The village watchman, who anecdotally shouted each family’s patriarch’s name during nights, imploring them to remain awake, was the communication agent among these posts if he came across anything dubious in any nook or corner of the village. He would meet the vigilant fellows sucking out a drawl from the hookah, and keep them awake in the innocuously laid out darkness lest they might end up getting a sudden spank.
One such post had been set up near a well by the street between the schools, at a place where another street sneaked into the western section of the village. Beyond this the outer path further went for a few hundred yards on its straight northern journey to end at a tri-junction. One path from here went westwards to the fields on the tiny sandy plateau and the adjoining lowland, all of which was under intensive cultivation made possible by bore-wells and the canal passing through the area. The other path went eastwards on its journey kissing the northern fringe of the village, separating it from the vast celebrant sprawl of paddy fields, and emerged on the district road at a place where the abandoned temple–-where the priest had been murdered–-stood staidly, already in some ruins. Native saint’s commemorative shrine, Sadavrata, was at a small distance to the village side from this discarded temple under the crucible onus of time.
Six or seven sturdy youths were manning the vigilance party near the well. They were passing their time in a teensy-weensy crinkling of desi jokes. Oddly creative modes of laughter aptly sallied as the tail-ends of most redundant of jocularity. Sitting on two charpoys with a hookah in between, they were fluffily bantering away their time in a happiest hoopla. The moon being in its last quarterly stage was too dim and was about to be lost in the traces of snoozing clouds. Rightly adjacent to the well, paddy was belatedly smirking as the harvesting could start any day.

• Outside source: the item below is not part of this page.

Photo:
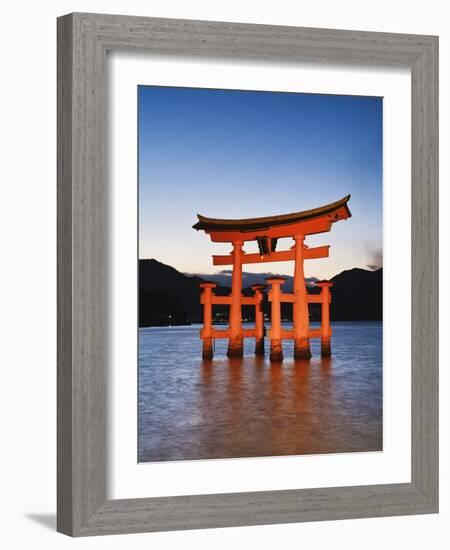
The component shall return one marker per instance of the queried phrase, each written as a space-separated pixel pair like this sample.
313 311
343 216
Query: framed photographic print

Time must have been around one hour past midnight. One or two shadows moved equivocally–-were they specters or humans?-–along the school walls. Vagrant voices of the young men turned to crooning whispers and their fists tightened about their heavy sticks.
“Who’s there?” one of them asked with a defender’s grittiness.

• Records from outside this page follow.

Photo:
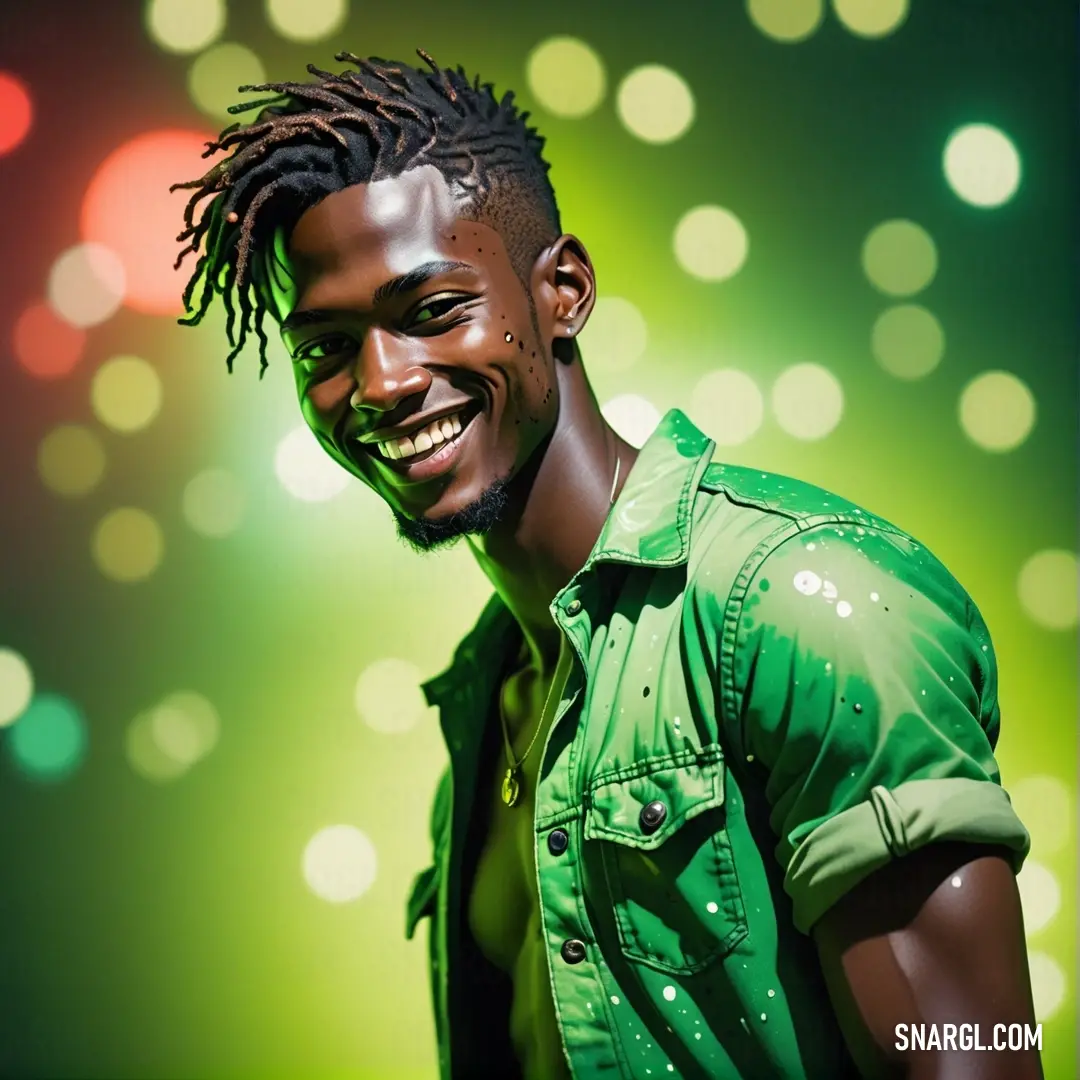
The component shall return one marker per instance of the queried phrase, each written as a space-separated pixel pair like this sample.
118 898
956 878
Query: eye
310 353
436 308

There was no response from the shadows transgressing into the village.
“Speak out or we’ll break your skull!” a still more poignant voice echoed tartly.
The voice had the entire propensity that it was just ready to use its hand. The anchorite had to speak out, because his disciple, who was walking concomitantly, suddenly shifted himself behind the burly figure.

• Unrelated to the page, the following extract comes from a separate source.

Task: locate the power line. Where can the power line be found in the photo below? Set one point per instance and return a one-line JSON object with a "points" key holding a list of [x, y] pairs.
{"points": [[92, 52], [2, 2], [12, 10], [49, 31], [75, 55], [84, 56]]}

“It’s me dear ones,” the religioner spoke hesitantly, completely aware of their blossoming youthfulness and its proportionate irreverence almost touching atheism, which could even go to the extent of their shooting back tauntingly:
“Whose wife you’re going to visit tonight?”
This introduction had some kind of universal declaration of identity, thus not getting any clue to its recognition they waited for the seemingly unharming voice to approach them. The religioner had tuned his response to the best of his throat, in complete contrast to his normally crackling, groggy voice.
“Oh, it’s you Sadhu maharaj!” one of them said recognising the swaying wooded bulk.
Aaah! How urgently the ritualist aspired to see them standing before him with folded hands! But alas, that wasn’t to be the case.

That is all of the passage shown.